KCCK-FM
- Cedar Rapids, Iowa; United States;
- Frequency: 88.3 MHz (HD Radio)
- Branding: Jazz 88.3

Programming
- Format: Jazz
- Affiliations: Public Radio International

Ownership
- Owner: Kirkwood Community College

History
- First air date: September 22, 1972

Technical information
- Facility ID: 34954
- Class: C3
- ERP: 10,000 watts
- HAAT: 128.0 meters
- Transmitter coordinates: 41°54′33″N 91°39′17″W﻿ / ﻿41.90917°N 91.65472°W

Links
- Website: kcck.org

= KCCK-FM =

KCCK-FM is a public radio station licensed to Kirkwood Community College in Cedar Rapids-Iowa City, Iowa.
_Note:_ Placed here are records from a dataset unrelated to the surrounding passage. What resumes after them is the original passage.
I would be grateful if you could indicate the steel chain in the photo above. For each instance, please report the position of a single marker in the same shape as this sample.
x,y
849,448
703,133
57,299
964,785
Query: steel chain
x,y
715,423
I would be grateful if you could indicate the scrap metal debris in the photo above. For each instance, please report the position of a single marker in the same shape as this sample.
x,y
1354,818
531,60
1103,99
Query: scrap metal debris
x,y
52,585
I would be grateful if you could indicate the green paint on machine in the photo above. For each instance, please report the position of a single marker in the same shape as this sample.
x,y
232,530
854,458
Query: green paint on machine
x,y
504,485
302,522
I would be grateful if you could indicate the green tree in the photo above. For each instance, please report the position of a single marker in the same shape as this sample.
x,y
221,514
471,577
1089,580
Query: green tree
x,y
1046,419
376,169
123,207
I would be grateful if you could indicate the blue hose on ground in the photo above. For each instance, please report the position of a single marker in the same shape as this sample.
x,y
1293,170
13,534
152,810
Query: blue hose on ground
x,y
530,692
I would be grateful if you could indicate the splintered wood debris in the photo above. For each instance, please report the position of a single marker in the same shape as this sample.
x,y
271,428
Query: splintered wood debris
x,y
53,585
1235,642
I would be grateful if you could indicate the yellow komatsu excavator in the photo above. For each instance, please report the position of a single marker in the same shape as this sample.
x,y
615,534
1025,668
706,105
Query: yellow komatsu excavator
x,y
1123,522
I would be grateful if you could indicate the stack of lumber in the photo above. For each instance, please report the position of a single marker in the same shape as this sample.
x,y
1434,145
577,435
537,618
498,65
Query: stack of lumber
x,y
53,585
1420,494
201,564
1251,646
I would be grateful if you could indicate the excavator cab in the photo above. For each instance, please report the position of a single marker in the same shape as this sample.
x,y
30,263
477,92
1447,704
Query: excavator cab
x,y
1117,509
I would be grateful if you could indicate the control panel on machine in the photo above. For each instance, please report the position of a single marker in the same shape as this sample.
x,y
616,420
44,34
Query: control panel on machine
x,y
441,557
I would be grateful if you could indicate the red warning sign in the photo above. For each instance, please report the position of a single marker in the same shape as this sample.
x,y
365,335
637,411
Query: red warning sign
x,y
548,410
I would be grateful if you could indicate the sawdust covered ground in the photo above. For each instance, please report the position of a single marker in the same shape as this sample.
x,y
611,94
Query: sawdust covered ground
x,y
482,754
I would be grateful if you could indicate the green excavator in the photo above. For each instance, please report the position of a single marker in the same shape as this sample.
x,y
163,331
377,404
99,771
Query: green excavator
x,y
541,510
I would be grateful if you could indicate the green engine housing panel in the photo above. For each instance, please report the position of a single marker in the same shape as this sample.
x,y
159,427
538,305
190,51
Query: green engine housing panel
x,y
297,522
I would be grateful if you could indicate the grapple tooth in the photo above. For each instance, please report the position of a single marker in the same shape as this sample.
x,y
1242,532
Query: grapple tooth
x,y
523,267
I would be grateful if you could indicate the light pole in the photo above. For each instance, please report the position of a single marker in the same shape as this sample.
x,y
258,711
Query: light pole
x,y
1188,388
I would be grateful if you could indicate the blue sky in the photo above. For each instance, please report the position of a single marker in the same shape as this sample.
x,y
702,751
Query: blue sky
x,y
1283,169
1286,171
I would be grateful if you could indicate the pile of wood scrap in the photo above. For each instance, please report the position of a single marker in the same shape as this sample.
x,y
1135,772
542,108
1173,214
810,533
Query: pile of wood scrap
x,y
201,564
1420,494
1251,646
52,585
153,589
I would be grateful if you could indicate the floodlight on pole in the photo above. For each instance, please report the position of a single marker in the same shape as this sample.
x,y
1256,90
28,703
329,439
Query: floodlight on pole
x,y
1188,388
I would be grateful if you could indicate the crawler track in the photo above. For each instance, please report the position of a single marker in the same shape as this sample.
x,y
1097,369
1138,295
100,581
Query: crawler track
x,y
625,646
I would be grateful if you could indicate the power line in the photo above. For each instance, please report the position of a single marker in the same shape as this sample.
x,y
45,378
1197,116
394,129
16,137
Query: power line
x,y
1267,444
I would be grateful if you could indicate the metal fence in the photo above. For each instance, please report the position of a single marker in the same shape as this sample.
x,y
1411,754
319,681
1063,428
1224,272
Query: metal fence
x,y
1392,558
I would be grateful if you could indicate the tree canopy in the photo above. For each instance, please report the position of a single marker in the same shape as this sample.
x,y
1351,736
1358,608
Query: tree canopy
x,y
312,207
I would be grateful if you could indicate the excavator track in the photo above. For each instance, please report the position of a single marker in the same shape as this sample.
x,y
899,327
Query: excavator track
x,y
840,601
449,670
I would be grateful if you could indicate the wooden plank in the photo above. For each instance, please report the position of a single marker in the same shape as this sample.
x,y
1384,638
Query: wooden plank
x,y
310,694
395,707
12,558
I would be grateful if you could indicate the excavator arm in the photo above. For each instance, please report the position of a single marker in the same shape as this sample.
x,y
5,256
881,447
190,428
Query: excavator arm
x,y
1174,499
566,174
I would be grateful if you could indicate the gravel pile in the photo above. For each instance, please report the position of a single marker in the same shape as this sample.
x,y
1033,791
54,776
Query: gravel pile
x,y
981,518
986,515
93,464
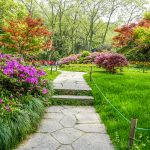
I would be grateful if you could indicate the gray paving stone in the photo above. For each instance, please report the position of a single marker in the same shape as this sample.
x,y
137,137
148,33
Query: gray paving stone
x,y
54,116
40,141
97,128
55,109
79,109
67,135
93,141
71,80
48,126
68,121
65,147
87,118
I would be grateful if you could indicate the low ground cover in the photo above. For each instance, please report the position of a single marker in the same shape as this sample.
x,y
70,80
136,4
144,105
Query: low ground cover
x,y
129,93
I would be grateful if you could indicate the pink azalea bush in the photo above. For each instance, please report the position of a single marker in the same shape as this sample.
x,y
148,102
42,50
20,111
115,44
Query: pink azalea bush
x,y
18,79
69,59
91,57
111,61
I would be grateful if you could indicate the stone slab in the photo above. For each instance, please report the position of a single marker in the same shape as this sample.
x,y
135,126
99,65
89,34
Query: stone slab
x,y
67,135
40,141
93,141
87,118
48,126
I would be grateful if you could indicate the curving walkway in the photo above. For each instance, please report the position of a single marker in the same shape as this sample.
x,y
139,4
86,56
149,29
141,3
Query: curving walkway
x,y
69,127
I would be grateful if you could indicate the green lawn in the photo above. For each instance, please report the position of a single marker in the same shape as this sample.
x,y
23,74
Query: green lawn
x,y
130,94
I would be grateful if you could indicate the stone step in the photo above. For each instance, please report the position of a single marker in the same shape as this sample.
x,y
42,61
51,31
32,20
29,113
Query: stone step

KCCK is Iowa's only jazz radio station.

KCCK-FM broadcasts in HD.

==History==
KCCK started out as a 1972 project in an electronics class at Kirkwood Community College. The same year a license was granted and the station broadcast, albeit sporadically for the first 3 years. In 1975, KUNI donated its 1945 transmitter to KCCK and KCCK built a larger tower.

==Broadcasting==
Jazz, Blues, news and informational programming from American Public Media, besides 12 hours of blues and nine hours of new age/ambient, Native American and Celtic music per week.